Language Models as 3D Chemical Structure Generators

This is a Method paper that demonstrates transformer-based language models can generate molecules, crystalline materials, and protein binding sites directly in three dimensions by training on sequences derived from standard chemical file formats (XYZ, CIF, PDB). The key contribution is showing that unmodified autoregressive language models, using only next-token prediction, achieve performance comparable to domain-specific 3D generative models that incorporate SE(3) equivariance and other geometric inductive biases.
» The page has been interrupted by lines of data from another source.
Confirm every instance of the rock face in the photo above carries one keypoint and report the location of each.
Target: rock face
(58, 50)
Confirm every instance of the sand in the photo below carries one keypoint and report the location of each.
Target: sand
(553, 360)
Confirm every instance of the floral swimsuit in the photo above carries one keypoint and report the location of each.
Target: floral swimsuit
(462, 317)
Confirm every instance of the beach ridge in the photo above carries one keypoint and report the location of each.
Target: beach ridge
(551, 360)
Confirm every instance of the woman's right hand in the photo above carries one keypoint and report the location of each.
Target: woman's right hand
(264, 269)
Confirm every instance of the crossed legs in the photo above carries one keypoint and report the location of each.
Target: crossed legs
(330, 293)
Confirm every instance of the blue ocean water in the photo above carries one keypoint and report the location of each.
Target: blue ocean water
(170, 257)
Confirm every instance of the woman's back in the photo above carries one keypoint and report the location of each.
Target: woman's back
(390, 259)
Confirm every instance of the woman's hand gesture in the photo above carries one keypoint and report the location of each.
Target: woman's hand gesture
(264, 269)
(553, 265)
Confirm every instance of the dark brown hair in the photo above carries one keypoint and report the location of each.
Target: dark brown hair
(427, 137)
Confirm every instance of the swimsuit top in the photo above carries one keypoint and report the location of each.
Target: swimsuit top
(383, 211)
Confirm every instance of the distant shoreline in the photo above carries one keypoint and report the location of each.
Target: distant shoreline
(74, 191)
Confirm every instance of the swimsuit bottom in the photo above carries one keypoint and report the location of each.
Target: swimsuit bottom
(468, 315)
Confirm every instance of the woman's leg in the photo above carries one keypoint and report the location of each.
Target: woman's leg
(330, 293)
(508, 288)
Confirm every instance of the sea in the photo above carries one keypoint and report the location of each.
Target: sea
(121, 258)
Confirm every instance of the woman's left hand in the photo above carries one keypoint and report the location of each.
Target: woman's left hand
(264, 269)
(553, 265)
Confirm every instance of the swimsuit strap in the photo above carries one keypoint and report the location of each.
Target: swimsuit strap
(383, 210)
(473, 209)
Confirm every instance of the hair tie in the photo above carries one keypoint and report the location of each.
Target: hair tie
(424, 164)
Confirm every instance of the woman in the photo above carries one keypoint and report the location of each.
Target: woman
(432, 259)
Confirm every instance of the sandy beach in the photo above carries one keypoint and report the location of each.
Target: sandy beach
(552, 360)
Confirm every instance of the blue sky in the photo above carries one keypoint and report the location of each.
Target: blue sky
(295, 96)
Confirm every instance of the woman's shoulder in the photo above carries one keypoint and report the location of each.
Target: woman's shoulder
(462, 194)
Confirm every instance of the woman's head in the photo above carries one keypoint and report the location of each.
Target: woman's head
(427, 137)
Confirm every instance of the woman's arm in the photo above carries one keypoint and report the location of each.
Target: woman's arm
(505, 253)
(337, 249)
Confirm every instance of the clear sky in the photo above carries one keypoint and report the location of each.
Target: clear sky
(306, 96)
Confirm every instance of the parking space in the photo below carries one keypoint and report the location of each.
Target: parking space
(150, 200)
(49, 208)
Beyond Graphs and Strings: The Need for 3D Chemical Generation

Molecular design with deep learning has largely relied on two representation paradigms: molecular graphs (processed with graph neural networks) and linearized string representations like SMILES and SELFIES (processed with sequence models). Both approaches have proven effective for drug-like organic molecules, but they share a fundamental limitation: they cannot represent structures whose identity depends on 3D spatial arrangement.

Crystalline materials, for example, have periodic lattice structures that cannot be reduced to simple graphs. Protein binding sites are defined by the 3D arrangement of hundreds of atoms across multiple residues. For tasks like catalysis design or structure-based drug discovery, the geometric positions of atoms are essential information that graphs and strings discard entirely.

Existing 3D generative models address this gap but typically require specialized architectures with SE(3) equivariance to handle rotational and translational symmetries. This work asks whether the general-purpose sequence modeling capability of transformers is sufficient to learn 3D chemical structure distributions without any domain-specific architectural modifications.

Direct Tokenization of Chemical File Formats

The core insight is straightforward: any 3D molecule, crystal, or biomolecule is already stored as text in standard file formats (XYZ, CIF, PDB). These files encode atom types and their Cartesian coordinates as sequences of characters and numbers. Rather than designing specialized architectures for point cloud generation, the authors simply tokenize these files and train a standard GPT-style transformer to predict the next token.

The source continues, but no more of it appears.